Each share has one vote with respect to matters upon which a
stockholder vote is required consistent with the requirements of the 1940 Act and the rules promulgated thereunder and the Maryland General Corporation Law. Stockholders have no cumulative voting rights with respect to their shares. Shares of all
funds vote together as a single class except that, if the matter being voted on affects only a particular fund or, if a matter affects a particular fund differently from other funds, that fund will vote separately on such matter.
Under Maryland law, the Company is not required to hold an annual meeting of stockholders unless required to do so under the 1940 Act. The policy of the Company is
not to hold an annual meeting of stockholders unless required to do so under the 1940 Act. Under Maryland law, Directors of the Company may be removed by vote of the stockholders.
Following the creation of the initial Creation Unit(s) of shares of a fund and immediately prior to the commencement of trading in the funds shares, a holder of shares may be a control person of
the fund, as defined in the 1940 Act. The fund cannot predict the length of time for which one or more stockholders may remain a control person of the fund.
Stockholders may make inquiries by writing to iShares, Inc., c/o BlackRock Investments, LLC, 525 Washington Boulevard, Suite 1405, Jersey City, NJ 07310.

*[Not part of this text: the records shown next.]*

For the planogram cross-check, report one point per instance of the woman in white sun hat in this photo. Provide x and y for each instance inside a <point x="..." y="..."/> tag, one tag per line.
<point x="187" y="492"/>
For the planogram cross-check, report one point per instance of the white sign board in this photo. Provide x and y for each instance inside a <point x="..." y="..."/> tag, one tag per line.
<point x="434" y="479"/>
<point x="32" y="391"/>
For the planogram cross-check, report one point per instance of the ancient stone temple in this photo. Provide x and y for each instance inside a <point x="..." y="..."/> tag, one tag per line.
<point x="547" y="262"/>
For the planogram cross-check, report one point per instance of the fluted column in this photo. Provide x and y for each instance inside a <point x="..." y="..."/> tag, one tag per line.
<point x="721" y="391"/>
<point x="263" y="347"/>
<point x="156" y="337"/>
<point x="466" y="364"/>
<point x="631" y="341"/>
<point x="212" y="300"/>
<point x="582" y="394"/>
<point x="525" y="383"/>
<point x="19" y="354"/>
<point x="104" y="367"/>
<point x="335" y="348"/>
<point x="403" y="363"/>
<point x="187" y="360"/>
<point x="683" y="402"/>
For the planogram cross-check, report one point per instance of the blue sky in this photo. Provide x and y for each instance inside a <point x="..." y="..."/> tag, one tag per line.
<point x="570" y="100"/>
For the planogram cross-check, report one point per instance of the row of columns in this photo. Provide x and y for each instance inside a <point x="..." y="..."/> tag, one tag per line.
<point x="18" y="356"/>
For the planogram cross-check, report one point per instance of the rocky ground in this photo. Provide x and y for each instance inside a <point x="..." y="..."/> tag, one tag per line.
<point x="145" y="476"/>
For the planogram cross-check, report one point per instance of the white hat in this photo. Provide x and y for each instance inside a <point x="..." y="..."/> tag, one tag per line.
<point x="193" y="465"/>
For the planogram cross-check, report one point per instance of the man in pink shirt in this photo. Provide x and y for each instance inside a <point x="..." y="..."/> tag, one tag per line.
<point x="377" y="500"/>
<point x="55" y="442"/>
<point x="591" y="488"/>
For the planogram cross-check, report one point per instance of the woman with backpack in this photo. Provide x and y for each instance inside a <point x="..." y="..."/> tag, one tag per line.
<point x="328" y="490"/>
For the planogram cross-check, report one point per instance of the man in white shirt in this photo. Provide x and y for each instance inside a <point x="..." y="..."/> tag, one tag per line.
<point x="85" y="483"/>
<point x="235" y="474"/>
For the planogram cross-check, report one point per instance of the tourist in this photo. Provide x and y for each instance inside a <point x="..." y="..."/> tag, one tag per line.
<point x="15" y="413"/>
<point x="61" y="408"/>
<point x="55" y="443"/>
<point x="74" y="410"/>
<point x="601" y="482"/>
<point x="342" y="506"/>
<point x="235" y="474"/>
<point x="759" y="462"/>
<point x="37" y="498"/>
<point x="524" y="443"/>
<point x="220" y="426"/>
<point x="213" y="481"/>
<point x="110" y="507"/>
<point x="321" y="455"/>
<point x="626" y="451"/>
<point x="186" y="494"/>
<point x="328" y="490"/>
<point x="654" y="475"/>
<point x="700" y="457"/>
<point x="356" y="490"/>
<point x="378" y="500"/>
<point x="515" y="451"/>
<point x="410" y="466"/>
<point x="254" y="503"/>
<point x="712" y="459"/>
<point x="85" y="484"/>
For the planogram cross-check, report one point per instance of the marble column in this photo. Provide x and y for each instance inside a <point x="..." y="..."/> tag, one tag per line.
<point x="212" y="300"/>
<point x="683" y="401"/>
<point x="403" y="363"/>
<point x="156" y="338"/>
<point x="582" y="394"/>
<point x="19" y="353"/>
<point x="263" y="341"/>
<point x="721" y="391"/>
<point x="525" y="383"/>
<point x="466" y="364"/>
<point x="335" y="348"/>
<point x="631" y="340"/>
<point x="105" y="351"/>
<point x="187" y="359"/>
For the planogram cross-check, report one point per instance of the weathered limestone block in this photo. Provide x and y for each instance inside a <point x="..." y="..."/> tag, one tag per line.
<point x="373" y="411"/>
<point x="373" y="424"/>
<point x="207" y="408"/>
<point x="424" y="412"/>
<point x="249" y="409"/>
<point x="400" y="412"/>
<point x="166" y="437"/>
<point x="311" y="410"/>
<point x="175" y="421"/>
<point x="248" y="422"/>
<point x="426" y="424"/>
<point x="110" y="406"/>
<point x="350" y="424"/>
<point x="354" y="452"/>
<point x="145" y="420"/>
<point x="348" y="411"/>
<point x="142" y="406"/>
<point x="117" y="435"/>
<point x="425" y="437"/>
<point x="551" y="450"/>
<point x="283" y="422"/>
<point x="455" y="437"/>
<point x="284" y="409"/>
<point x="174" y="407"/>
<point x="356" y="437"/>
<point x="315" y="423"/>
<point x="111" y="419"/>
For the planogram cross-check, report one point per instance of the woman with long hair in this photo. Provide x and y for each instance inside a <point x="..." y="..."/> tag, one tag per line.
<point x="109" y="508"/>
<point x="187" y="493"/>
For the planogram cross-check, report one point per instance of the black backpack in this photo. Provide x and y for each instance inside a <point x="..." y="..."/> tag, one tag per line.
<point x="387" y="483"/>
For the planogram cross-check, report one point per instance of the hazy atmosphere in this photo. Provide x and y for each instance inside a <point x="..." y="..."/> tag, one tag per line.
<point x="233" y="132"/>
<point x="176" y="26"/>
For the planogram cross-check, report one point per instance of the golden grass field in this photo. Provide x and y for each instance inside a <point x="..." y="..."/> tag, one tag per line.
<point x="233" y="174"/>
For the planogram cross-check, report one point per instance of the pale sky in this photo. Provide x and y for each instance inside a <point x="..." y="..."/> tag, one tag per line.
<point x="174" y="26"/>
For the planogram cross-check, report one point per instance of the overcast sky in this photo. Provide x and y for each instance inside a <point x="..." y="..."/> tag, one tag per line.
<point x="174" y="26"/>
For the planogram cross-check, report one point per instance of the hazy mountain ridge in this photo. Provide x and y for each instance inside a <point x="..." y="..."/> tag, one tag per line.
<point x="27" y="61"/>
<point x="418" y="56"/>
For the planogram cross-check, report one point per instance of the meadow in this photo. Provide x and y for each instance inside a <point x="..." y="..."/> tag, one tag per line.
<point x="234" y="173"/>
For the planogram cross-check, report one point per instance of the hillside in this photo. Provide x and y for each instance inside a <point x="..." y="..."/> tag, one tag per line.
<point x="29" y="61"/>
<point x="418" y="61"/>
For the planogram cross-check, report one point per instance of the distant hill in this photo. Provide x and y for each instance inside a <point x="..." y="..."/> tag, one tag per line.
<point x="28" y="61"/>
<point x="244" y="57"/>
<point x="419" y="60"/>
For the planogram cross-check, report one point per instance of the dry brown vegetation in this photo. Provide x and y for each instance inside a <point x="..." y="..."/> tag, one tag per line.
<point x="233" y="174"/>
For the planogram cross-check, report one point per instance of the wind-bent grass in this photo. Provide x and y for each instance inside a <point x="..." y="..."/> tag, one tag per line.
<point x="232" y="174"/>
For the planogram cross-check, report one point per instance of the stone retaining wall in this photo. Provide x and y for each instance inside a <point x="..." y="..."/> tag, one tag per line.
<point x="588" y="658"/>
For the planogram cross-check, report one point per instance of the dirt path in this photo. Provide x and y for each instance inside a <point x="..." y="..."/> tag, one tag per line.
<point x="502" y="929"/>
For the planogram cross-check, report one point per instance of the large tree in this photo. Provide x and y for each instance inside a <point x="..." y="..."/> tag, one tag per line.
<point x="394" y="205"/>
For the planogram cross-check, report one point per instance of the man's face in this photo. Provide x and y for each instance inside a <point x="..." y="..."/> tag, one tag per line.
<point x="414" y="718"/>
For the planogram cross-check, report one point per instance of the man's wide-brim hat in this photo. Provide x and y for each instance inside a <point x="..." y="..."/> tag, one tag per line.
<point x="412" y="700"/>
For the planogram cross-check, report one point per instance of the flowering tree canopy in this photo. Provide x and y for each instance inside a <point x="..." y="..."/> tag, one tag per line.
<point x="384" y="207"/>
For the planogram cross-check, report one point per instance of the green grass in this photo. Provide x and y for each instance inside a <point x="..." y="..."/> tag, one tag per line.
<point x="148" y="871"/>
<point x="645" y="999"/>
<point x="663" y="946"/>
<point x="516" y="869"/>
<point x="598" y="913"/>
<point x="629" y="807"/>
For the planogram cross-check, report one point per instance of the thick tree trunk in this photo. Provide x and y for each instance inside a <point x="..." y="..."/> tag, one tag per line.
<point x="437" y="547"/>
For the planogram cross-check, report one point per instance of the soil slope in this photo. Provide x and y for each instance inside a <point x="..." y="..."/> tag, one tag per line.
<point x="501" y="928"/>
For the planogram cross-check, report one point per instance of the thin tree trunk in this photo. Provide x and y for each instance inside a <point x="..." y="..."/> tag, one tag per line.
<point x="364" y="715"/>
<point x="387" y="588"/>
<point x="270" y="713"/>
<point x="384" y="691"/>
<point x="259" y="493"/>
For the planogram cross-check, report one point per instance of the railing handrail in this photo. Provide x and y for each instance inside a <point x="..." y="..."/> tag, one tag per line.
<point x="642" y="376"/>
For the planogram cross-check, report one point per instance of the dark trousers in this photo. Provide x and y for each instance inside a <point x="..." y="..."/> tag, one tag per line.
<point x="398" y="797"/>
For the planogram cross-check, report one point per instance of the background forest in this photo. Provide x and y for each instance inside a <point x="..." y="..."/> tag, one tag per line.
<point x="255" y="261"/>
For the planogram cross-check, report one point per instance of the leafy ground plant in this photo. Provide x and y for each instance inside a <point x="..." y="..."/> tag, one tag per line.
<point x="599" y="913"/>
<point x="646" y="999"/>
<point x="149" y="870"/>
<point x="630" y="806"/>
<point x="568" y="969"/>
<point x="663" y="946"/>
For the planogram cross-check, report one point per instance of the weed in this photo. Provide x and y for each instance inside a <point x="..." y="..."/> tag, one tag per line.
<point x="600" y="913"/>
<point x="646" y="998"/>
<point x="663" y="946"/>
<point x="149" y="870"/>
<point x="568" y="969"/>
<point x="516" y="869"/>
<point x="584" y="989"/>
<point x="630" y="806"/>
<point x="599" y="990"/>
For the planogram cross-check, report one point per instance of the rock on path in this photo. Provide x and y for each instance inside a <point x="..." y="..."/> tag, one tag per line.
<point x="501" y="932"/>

Absent an applicable exemption or other relief from the SEC or its staff, beneficial owners of more than 5% of the shares of a fund may be subject to the reporting provisions of Section 13 of the 1934 Act and
the SECs rules promulgated thereunder. In addition, absent an applicable exemption or other relief from the SEC or its staff, officers and directors of the fund and beneficial owners of 10% of the shares of the fund (Insiders) may
be subject to the insider reporting, short-swing profit and short sale provisions of Section 16 of the 1934 Act and the SECs rules promulgated thereunder. Beneficial owners and Insiders should consult with their own legal counsel
concerning their obligations under Sections 13 and 16 of the 1934 Act.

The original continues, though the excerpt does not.